The maintainance routine of a FOWRL is no different to a standard freshwater tank so I won't touch on that. The following routines is for a reef setup:

Daily Routine:
- Feed the fish and check is everyone is swimming and behaving normally
- Feed your corals two to three times a week. LPS corals will feed on larger zooplankton such as baby brine shrimp to large brine shrimp and mysis shrimp while SPS and softies will feed on phytoplankton and rotifers. Reef-Roids is a great product that has a blend of different phytoplanktons.
- Check you equipments to make sure everything is running properly
- Check temperature in the tank. 25-27 Celcius is good.

Weekly Routine:
- Test your water parameters and record in a journal:       
  • Salinity - Try to maintain a stable salinity level of 1.023-1.025
  • Nitrate (NO3) - the lower the better but try to maintain below 20mg/L
  • Phosphate (PO4) - the lower the better but try to maintain below 1.0mg/L. NO3 & PO4 tests will tell you whether your water changes regime is sufficient, whether you are overstocking or overfeeding.
  • pH - 8.0 to 8.5 is good
  • Alkalinity (kH) - Carbonate hardness of 8-11 is the goal depending on your salinity level.
  • Calcium (Ca) - 440mg/L
  • Magnesium (Mg) - 1400mg/L. kH, Ca and Mg is what is used up by hard corals, coralline algae, and a few marine invertebrates. They get used up and if not replenished, will deplete very quickly depending on the type of corals that you keep. Most salt mix products have already have a high concentration of these elements so most of the time, when majority of the corals you keep are softies, these supplement additions are not necessary.
- Change 10-20% of water. Sand vacuuming is a great practice to remove trapped detritus.
- Wipe the glass using filter wool and scrape some stubborn algae using plastic scrapper.
- Clean your protein skimmer cup
- If you are pedentic, remove nuisance algae using a pair of tweezers and suck them out using a small hose. Hunt for pesky aiptasia or glass anemone. A great product I use in the shop is Aiptasia X from Red Sea.
- Depending on your dedication level, dosage of certain elements will help keep your corals vitality and color.
  • Vitamin, Amino Acids & Carbohydrate
  • Iodine
  • Strontium
  • Chelated Iron
- Because your live rocks contain the diverse fauna of different strains of good bacteria, proper routine maintainance is necessary to keep them healthy. Using soft toothbrush, brush of the rock surface gently. This removes detritus build up and open the pores of the live rocks.

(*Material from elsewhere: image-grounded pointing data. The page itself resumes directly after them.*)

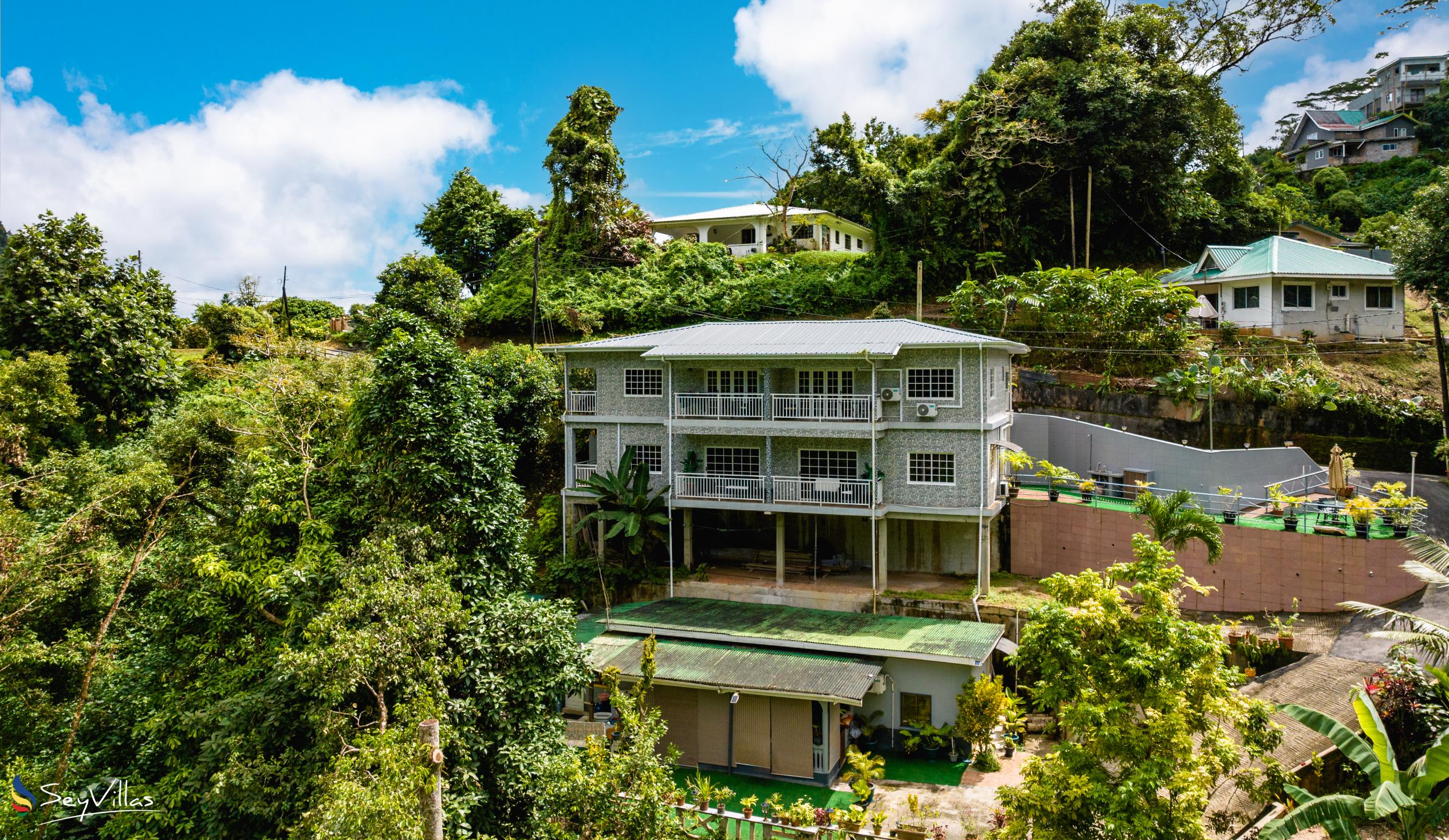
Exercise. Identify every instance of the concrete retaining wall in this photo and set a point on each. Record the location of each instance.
(1261, 570)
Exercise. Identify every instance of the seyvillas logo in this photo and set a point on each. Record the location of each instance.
(21, 800)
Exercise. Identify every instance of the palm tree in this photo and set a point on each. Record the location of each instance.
(1404, 797)
(1177, 520)
(1431, 565)
(624, 499)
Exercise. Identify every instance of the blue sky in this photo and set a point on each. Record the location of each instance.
(225, 141)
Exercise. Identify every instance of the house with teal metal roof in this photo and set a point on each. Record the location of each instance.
(1286, 287)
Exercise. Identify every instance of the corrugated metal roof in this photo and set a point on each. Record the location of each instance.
(1286, 257)
(775, 625)
(714, 665)
(753, 340)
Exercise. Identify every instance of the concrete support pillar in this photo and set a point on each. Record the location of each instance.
(689, 538)
(780, 549)
(883, 532)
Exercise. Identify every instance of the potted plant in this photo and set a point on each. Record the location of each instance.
(1056, 478)
(1361, 510)
(1234, 493)
(1018, 463)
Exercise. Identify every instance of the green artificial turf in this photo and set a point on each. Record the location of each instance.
(763, 788)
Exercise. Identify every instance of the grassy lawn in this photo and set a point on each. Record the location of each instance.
(763, 788)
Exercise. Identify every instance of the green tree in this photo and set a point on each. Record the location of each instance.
(1148, 700)
(1177, 519)
(115, 324)
(1422, 242)
(470, 225)
(425, 287)
(1401, 797)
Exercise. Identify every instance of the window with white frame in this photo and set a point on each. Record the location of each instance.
(931, 384)
(1297, 296)
(644, 383)
(731, 461)
(825, 383)
(932, 468)
(826, 464)
(651, 455)
(732, 381)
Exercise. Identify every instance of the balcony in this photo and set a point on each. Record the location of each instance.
(583, 401)
(719, 487)
(835, 491)
(720, 406)
(821, 408)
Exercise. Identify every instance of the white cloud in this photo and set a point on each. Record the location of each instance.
(19, 80)
(312, 174)
(714, 132)
(870, 60)
(1425, 37)
(519, 198)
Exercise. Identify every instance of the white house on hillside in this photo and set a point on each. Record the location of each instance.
(751, 228)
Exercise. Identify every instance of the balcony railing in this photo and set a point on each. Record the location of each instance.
(848, 491)
(720, 406)
(583, 401)
(719, 487)
(821, 408)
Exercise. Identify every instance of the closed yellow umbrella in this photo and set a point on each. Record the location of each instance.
(1336, 481)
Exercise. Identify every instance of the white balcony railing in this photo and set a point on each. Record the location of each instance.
(583, 401)
(720, 406)
(719, 487)
(821, 408)
(848, 491)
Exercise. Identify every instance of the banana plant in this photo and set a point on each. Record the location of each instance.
(1403, 797)
(624, 499)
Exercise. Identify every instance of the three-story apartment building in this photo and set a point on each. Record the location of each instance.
(865, 444)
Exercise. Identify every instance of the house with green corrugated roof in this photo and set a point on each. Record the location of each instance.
(1283, 287)
(770, 690)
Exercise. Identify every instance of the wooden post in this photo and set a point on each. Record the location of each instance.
(431, 797)
(780, 549)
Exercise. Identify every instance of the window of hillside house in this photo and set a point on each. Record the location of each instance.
(931, 468)
(731, 461)
(732, 381)
(1297, 296)
(644, 383)
(931, 384)
(915, 709)
(826, 383)
(826, 464)
(651, 455)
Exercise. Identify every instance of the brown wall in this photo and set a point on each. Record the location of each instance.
(1261, 570)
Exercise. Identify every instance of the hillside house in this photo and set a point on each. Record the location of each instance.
(753, 228)
(1283, 287)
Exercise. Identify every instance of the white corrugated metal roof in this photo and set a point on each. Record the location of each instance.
(753, 340)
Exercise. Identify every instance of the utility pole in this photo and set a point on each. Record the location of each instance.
(534, 335)
(286, 316)
(1071, 212)
(920, 274)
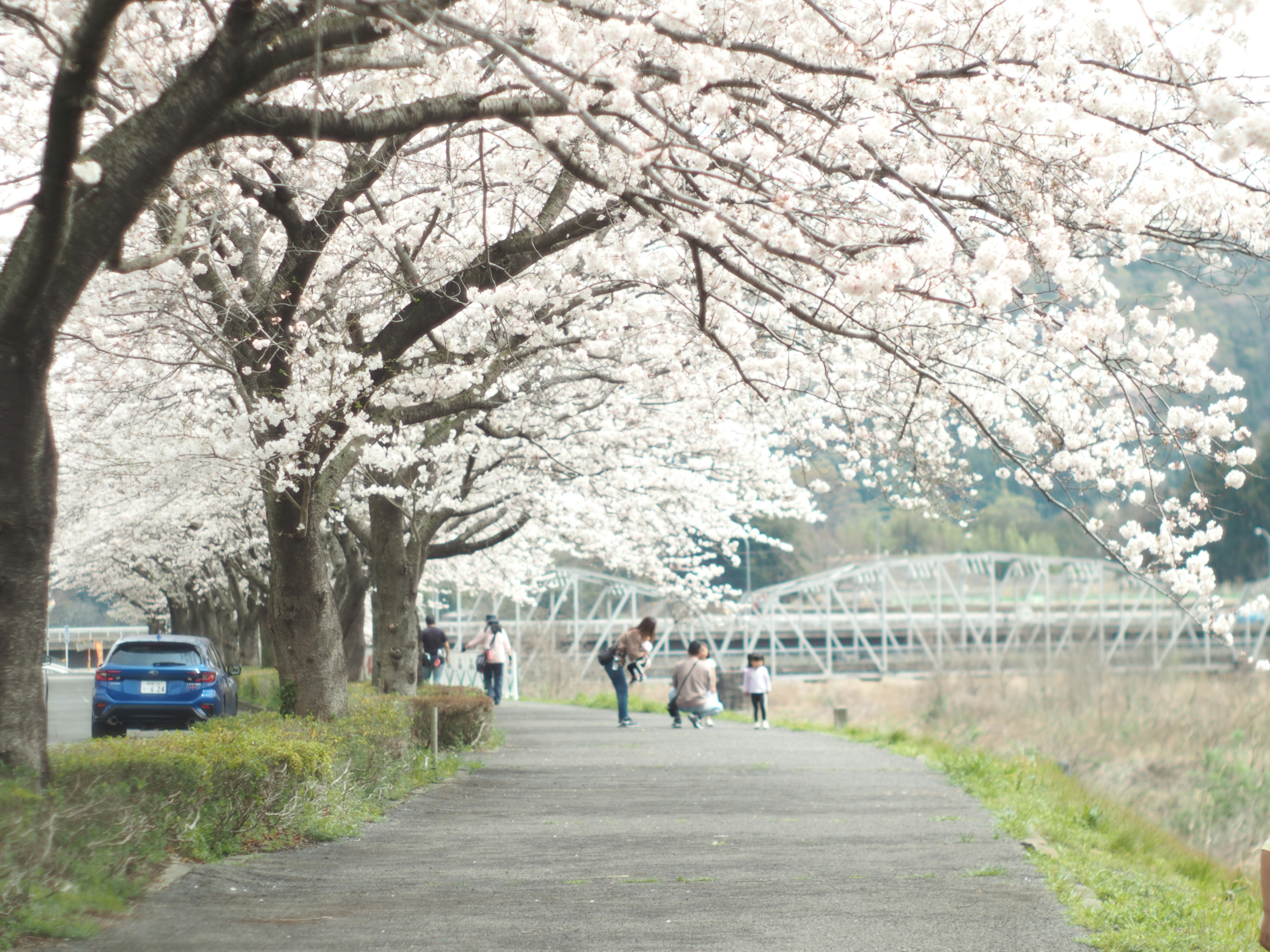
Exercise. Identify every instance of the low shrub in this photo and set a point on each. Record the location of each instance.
(119, 808)
(465, 716)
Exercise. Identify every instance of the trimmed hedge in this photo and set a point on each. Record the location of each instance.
(119, 808)
(465, 716)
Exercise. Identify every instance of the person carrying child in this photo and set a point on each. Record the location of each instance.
(693, 689)
(630, 657)
(757, 682)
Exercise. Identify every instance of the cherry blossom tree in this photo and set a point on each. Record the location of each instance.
(897, 211)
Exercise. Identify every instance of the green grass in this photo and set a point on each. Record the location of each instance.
(119, 809)
(1158, 895)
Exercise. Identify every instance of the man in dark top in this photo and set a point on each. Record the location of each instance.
(434, 651)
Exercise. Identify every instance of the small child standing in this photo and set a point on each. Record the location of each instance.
(757, 682)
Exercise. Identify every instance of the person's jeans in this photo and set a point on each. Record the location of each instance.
(494, 682)
(618, 676)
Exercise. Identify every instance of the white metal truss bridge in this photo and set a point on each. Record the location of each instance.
(984, 612)
(971, 612)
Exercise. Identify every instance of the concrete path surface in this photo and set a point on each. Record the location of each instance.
(585, 838)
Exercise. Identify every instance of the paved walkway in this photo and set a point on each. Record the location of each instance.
(579, 837)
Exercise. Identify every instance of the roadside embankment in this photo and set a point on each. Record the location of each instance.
(1133, 885)
(119, 809)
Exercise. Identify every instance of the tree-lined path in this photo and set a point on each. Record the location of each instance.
(581, 837)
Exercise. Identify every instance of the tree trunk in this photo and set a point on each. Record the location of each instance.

Overtime, certain bacteria strains can overtake others so it makes sense to re-generate those strains back. There is a great product from Dupla Marin (literally prodibio) which contains the complete bacteria strains as well as the food for them called Dupla Marin Bacter M™ and Bacter Booster™.
 
Monthly Routine:
- Clean all impeller pumps including your protein skimmer.
- Wipe clean light covers as sometime there is salt build ups.